Ive a danske (spit) laser**, only had a limit of 500 on an AIB atm but needed 6k, rang them up,  few authorization checks over the phone, they upped the limit, I withdrew 6k from the atm, rang them and the limit went back down again.  Quite happy with the process actually.   

Security on both sides.

**danske closed their laser cards on monday as part of their shutdown process


----------



## Sandals (27 Feb 2014)

The same teller, has got nicer in her approach but still no envelope, nor will she count the money out in front of me (runs it through the machine)..have asked three days in a row for an envelope... 

My point is Im shocked I couldnt order my money for collection in one go...money would only have been in my possession for day and half then...as it is Im been storing money all week and one can get a bit paranoid about checking it!!!!!!!


----------



## Sandals (27 Feb 2014)

DMcL1971 said:


> I just contacted BOI and they gave me the info below.
> 
> 
> 
> ...



Thank you for that. I needed over the 10k, I had gone in Monday to order and would have picked up Friday. I def intend writing to both the local bank and the head office address Iv looked up, as it was a huge inconvenience for me to get into the bank everyday.


----------



## wbbs (27 Feb 2014)

They are probably not allowed count it out, too obvious to others in the queue that you are getting loads of cash, security risk I would imagine.  I know years ago when I was in the bank we would bring a customer who wanted a large sum into a private office to count it out, then again though we had no machine, I can remember pre computers even


----------



## Sandals (28 Feb 2014)

wbbs, the first day she did count it out in front of me but got very ticked when I asked her to do again as I couldnt be sure it was all there. All others days she just popped thro the machine. 
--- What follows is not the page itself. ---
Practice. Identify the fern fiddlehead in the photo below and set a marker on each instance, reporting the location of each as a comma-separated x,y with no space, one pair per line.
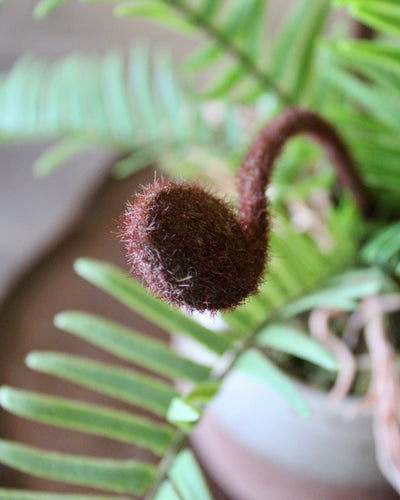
191,249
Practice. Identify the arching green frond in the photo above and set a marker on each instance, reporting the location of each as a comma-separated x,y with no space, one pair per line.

Prev my husband ordered 9.2k and they did bring him into the office to count it, nov 2012. 

My husband was raging when he heard what happened to me as he has had three issues with the same branch over the last year: 

cheque machine not working most of the times and would you believe the same staff member asked him "have you a problem, I just said I cant take your cheque at the counter" my husband called for the manager (who took the cheques and apologized), 

secondly our card skimmed and money taken, replaced by bank, then taken out again and again replaced after my husband pointed it out to them...

thirdly cash machine not working and husband took 1k out at the counter, with chatting etc (on tellers side) my husband on reaching front door realised she'd only counted out 700. He went back to counter and was told manager would ring him that eve...he did and was told yes...sorry about that (I was aware of this situation which was why I was so careful about trying to keep up with counting of my money).


----------



## DMcL1971 (28 Feb 2014)

Sounds like your branch is very unprofessional. If I were you I would firstly lodge your formal complaint. Then, regardless of the outcome, move your business elsewhere. Switching banks is very easy to do. I would advise you to switch your DD's yourself, do not trust the banks to do it for you. It is actually a lot quicker then using their switching services.


----------